A rãzinha disse que ele só conseguiria apanhar aquela flor azul, se mergulhasse pessoalmente até o fundo do rio. Mas era muito perigo e Ara-berá poderia morrer afogado, pois o rio era muito fundo.
Ouvindo essa explicação, o índio pescador não pensou duas vezes e atirou-se nas águas profundas; passou um longo tempo e ele não retornava à superfície; todos os pássaros começaram a sobrevoar o rio chorando, e suas lágrimas formavam grandes círculos coloridos.
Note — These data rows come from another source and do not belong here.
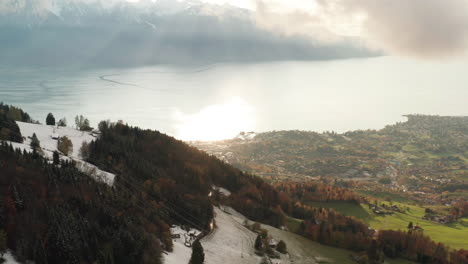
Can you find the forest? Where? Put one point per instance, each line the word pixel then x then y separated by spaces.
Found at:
pixel 52 213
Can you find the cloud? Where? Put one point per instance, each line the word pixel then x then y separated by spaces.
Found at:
pixel 419 28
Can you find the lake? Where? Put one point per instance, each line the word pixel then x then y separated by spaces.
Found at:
pixel 218 101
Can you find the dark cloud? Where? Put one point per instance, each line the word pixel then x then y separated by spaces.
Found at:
pixel 127 36
pixel 421 28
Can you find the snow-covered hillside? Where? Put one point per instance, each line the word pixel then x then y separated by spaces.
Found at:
pixel 181 253
pixel 46 135
pixel 230 242
pixel 9 259
pixel 48 144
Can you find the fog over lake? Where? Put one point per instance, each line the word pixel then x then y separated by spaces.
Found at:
pixel 220 100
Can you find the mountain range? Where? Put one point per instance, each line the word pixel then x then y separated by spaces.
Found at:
pixel 119 33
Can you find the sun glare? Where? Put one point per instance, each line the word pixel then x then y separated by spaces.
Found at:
pixel 216 122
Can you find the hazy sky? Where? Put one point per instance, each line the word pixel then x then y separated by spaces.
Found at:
pixel 416 28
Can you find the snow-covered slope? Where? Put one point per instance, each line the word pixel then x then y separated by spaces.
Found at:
pixel 9 259
pixel 230 242
pixel 48 144
pixel 181 253
pixel 44 134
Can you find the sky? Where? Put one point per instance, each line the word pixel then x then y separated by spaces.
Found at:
pixel 428 29
pixel 424 43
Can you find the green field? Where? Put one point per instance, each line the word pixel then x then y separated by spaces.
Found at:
pixel 453 235
pixel 312 252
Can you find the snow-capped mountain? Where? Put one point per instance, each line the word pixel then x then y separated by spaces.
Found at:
pixel 119 33
pixel 36 13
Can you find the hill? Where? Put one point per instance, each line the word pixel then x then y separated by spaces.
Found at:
pixel 52 211
pixel 418 159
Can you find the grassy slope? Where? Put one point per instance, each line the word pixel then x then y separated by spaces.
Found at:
pixel 309 248
pixel 452 235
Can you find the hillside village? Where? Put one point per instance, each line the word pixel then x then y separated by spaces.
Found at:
pixel 425 156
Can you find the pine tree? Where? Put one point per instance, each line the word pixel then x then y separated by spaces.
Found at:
pixel 281 247
pixel 35 143
pixel 62 122
pixel 3 242
pixel 198 255
pixel 56 157
pixel 258 243
pixel 50 120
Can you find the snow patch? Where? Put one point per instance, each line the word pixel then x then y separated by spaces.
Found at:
pixel 9 258
pixel 230 242
pixel 181 253
pixel 223 191
pixel 48 135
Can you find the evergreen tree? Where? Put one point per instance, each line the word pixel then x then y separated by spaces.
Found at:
pixel 198 256
pixel 3 242
pixel 50 120
pixel 62 122
pixel 35 143
pixel 56 158
pixel 258 243
pixel 65 145
pixel 281 247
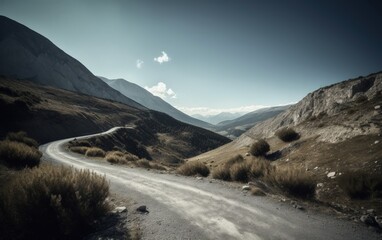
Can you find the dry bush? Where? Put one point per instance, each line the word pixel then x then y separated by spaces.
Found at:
pixel 361 185
pixel 115 157
pixel 80 150
pixel 18 155
pixel 235 159
pixel 259 167
pixel 239 171
pixel 222 172
pixel 259 148
pixel 22 137
pixel 293 181
pixel 287 134
pixel 131 157
pixel 193 168
pixel 95 152
pixel 52 203
pixel 144 163
pixel 257 191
Quando a princesinha soube do que estava acontecendo, veio correndo até a beira do rio e viu o pobre Ara-berá no fundo do rio estendido, com a flor azul na mão direita. Mas o corpo do jovem pescador havia perdido sua cor de cobre brilhante e estava pálido como os olhos da princesa.
Guabiyú imediatamente pegou a rede do pescador e lançou-a no rio. Precisou da ajuda dos amigos pássaros que estavam juntos dela. Quando pucharam a rede trouxeram consigo o corpo do pescador segurando a preciosa flor entre as duas mãos. Mas ele estava desmaiado e não reagia a nenhum estímulo de seus amigos.
A princesinha, muito triste, começou a chorar amargamente. Quando suas lágrimas caíram sobre aquela linda flor, a cor azul fugiu de suas pétalas e, à media em que ia embranquecendo, seus olhos iam voltando a ser azuis.
Enquanto isso acontecia, o pálido corpo do pescador foi também readquirindo sua brilhante cor de cobre e os pássaros vieram olhar-se naquele espelho de sol, que eles tanto gostavam.
Aos poucos, o jovem pescador despertou de seu sono, e vendo a princesinha ao seu lado, já com os olhos azuis, a olhá-lo com tanta ternura, ficou encantado e muito feliz. Levantou-se, e tomando Guabiyú pelo braço seguiu levando-a de volta para seus pais. Todos os amigos que estavam presentes os seguiram cheios de emoção e felicidade.
Os pais da princesinha, muito felizes, cederam a mão de sua amada filha em casamento ao pescador apaixonado. E colocaram na cabeça de Ara-berá as quatro penas amarelas, sinal da força e do poder.
Depois de alguns anos, já velhinhos, os pais da da princesinha morreram e Guabiyú e seu esposo Ara-berá passaram a ser os chefes da tribo.
A princesinha e seu marido viveram muito felizes, e durante todo seu reinado protegeram seus amiguinhos animais do céu e da terra.